Kevin Jensen said that while he agrees with transparency being a key point of accountability, he wants to ensure that any information given over for review doesn’t “run afoul of personnel laws.”
Working with the Blue Ribbon Commission established in 2015 by the Santa Clara County Board of Supervisors to improve custody operations after allegations of abuse at the county jail, Jensen said he was able to give 35 correctional officers the ability to testify without having their identities disclosed, which increased transparency about jail conditions.
“What we’re talking about now is changing the process to say ‘we will be transparent, we’re going to work with you, you’re going to work with us to make sure we don’t run afoul of personnel laws, that we’re giving us something that legally we can’t give out,’” Jensen said.
In discussing crime prevention, specifically and theft deterrence, Jensen said that entities receiving stolen property like auto parts need to be regulated and monitored, creating a database of people bringing in potential stolen property to be exchanged for cash.
“I think we can go further and say hold the stores and the auto industry and the junkyards responsible for the precious metals, and for reporting and creating a database,” Jensen said in the debate, adding that police need to use current and reliable data.
“I believe that the reporting at the state level is so far behind. We need to actually work together and form our databases collectively throughout the county, because criminals don’t have borders,” Jensen said.
Jonsen countered by saying that while Jensen speaks theoretically about using data to reduce crime, he has experience in doing so in Palo Alto, Menlo Park and Los Angeles.
“Best practices that Kevin mentions is great…the reality is I’ve actually implemented them,” Jonsen said.
Jonsen mentioned being awarded the James Q. Wilson award for community policing and crime reduction. “This requires tremendous collaboration, commitment and resources,” he said. “and that requires money. There’s $40 million that the Department of Justice has allocated for community policing, in this upcoming year, we have to be very proactive and going after that money.”
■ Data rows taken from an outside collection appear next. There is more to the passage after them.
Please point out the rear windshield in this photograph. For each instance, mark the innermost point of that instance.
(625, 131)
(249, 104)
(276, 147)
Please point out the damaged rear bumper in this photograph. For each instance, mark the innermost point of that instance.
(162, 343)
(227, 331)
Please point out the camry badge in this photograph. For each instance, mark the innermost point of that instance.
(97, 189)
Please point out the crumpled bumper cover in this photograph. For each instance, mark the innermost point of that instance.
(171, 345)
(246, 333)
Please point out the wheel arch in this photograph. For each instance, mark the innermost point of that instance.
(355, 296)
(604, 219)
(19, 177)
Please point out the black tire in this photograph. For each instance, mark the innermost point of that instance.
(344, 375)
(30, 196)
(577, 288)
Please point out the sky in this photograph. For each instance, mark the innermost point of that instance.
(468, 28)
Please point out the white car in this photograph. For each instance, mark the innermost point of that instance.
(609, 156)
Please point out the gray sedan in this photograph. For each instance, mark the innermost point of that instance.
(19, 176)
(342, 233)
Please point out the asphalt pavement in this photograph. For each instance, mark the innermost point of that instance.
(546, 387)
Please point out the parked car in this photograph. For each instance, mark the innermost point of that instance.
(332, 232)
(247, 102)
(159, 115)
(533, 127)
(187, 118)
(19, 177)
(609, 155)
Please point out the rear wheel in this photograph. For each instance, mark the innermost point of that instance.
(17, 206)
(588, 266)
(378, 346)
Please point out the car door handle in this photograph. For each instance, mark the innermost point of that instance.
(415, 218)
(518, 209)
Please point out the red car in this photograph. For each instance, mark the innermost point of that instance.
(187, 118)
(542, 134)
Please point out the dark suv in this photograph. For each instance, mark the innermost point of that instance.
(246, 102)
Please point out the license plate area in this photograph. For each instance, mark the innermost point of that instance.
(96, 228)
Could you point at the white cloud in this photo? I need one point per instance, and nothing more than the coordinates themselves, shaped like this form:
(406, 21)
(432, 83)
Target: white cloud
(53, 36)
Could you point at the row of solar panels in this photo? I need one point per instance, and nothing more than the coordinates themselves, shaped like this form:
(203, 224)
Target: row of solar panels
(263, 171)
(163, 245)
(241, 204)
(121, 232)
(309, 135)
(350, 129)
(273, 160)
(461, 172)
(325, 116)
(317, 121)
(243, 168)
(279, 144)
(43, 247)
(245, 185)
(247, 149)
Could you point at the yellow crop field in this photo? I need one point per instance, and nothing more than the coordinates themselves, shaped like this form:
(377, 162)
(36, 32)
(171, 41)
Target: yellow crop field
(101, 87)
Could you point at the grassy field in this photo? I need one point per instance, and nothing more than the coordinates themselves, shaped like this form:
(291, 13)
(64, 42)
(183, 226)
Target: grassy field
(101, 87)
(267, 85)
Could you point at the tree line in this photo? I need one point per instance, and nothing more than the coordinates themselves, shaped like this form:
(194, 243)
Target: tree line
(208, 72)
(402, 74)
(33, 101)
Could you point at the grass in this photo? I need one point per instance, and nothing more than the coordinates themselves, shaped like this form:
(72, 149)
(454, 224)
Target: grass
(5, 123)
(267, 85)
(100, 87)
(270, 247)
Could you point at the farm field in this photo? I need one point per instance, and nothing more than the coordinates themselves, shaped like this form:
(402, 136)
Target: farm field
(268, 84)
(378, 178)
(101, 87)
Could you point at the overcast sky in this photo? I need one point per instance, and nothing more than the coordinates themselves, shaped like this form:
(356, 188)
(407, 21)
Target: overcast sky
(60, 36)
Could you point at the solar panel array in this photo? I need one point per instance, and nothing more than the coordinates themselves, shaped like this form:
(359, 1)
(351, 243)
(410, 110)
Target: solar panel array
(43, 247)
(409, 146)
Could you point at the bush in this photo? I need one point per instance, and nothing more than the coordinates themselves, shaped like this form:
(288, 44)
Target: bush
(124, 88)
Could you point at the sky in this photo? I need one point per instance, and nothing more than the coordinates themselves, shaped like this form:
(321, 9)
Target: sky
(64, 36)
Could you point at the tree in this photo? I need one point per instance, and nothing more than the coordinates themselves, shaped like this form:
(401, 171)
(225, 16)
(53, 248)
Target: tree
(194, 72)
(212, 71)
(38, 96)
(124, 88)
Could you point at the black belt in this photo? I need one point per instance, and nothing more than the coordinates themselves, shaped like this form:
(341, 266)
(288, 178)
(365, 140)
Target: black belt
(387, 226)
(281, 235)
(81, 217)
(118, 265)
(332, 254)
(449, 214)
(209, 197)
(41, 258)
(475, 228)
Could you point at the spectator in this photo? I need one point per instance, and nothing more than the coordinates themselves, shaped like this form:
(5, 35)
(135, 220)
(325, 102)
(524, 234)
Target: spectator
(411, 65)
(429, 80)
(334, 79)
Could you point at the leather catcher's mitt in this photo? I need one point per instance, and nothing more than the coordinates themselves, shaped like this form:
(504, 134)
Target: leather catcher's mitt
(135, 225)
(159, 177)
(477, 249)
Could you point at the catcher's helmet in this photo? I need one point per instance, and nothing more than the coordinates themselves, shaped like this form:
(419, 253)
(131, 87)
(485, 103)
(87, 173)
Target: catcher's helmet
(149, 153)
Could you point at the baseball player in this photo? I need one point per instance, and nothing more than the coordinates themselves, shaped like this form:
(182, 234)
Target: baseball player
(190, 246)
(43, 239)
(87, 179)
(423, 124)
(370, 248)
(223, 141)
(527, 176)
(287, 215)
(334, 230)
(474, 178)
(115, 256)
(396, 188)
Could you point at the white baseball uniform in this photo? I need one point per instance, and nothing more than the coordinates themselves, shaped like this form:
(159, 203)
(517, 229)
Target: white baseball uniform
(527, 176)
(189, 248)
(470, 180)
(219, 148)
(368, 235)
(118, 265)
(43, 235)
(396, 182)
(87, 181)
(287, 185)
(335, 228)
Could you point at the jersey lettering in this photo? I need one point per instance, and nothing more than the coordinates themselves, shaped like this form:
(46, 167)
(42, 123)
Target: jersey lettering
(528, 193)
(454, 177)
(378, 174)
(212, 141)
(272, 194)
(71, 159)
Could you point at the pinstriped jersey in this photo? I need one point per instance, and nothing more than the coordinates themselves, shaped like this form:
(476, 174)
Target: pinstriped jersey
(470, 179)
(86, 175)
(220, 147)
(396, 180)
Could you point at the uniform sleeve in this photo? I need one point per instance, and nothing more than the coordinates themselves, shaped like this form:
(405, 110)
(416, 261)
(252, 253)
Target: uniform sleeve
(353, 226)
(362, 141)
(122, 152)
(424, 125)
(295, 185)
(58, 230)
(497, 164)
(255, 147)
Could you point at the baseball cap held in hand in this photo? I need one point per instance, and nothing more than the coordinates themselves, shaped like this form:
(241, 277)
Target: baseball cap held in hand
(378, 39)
In terms of incarceration and treatment of mentally ill people who have contact with law enforcement, Bob Jonsen said access to mental health resources within the carceral system is paramount. However, it may take years before the new jail, which promises to include more facilities for mental health, is built.
“It’s going to take years before we get a new facility built, we really need to create the access to care, that continuum of care for people who need the help when they need it,” Jonsen said in a forum moderated by the League of Women Voters.
He advocated for increasing the ratio of interns to trained clinicians working within the jails to five interns per every clinician, saying it would create a “dramatic increase in access to care.”
Jensen agreed that once a person is detained by law enforcement the jail should have adequate resources to provide them with mental health care, but also said that prevention and increasing mental health resources for people before they have contact with law enforcement would ensure people receive the care they need.